Keep on top of your Kubernetes cluster by learning about the best practices in monitoring.
🎉 Kubecost 2.0 is here! Learn more about the massive new feature additions and predictive learning

Kubernetes Monitoring Best Practices

In cloud-native deployments, monitoring and observability are critical to ensuring exceptional workload performance and high availability. As the leading container orchestration platform, Kubernetes requires a well-thought-out monitoring strategy to navigate its inherent complexity and deliver the best possible user experience.
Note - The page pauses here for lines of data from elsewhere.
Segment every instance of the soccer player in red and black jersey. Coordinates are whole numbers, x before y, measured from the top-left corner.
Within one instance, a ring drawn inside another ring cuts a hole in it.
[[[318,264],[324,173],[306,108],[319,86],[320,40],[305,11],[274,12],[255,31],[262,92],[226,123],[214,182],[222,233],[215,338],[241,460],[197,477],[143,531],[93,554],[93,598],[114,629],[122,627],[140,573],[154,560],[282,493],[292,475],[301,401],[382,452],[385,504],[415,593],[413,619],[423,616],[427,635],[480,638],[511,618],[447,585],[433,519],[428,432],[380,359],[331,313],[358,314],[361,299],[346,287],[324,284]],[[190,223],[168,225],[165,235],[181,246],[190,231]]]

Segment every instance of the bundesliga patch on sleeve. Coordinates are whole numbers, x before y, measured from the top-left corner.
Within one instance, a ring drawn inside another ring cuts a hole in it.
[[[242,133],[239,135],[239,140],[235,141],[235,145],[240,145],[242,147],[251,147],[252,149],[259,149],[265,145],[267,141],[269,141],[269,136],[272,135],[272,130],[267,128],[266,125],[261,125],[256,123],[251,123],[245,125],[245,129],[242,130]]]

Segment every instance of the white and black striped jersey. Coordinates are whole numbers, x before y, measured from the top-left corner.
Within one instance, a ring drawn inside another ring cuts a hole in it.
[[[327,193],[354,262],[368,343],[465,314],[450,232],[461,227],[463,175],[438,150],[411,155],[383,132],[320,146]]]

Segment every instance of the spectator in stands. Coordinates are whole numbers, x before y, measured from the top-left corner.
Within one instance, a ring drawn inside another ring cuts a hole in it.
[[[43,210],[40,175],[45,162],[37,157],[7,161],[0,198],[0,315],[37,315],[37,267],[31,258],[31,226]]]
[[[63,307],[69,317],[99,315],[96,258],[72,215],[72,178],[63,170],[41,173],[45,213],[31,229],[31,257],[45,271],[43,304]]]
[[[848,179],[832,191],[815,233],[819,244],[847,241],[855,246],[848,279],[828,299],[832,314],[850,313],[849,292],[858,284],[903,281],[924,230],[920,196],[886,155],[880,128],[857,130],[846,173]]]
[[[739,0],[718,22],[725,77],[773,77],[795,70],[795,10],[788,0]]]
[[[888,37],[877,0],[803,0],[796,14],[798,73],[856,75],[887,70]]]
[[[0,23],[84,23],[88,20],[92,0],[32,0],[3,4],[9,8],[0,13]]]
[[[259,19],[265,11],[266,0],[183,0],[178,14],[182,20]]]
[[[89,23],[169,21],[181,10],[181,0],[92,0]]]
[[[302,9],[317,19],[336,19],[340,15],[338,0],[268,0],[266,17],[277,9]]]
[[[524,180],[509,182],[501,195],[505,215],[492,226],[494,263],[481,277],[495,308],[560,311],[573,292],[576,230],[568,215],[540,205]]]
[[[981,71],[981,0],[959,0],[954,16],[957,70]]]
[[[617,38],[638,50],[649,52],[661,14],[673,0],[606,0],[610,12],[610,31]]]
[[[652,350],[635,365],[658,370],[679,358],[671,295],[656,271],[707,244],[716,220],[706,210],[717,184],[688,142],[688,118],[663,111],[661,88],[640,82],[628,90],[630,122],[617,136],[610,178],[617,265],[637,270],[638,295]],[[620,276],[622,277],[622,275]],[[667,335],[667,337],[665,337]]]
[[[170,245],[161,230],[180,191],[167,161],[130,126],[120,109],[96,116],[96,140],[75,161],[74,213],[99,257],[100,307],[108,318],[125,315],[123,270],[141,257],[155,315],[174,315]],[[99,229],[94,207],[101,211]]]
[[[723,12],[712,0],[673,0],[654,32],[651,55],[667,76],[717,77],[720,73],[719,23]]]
As organizations increasingly adopt microservices and distributed architectures, practical monitoring tools and methodologies become even more essential.

This blog post aims to cover the following:

  • Explaining the importance of monitoring and observability in Kubernetes environments
  • Offering actionable insights and practical advice on implementing best practices
  • Providing hands-on examples and real-world scenarios to demonstrate the application of these best practices
  • Empowering DevOps and SRE engineers with the knowledge to make informed decisions about their monitoring strategies, tools, and processes

By understanding and implementing the concepts and practices outlined in this blog post, you'll be better equipped to manage, optimize, and troubleshoot your Kubernetes clusters, ensuring their reliability and resilience in complex, dynamic environments.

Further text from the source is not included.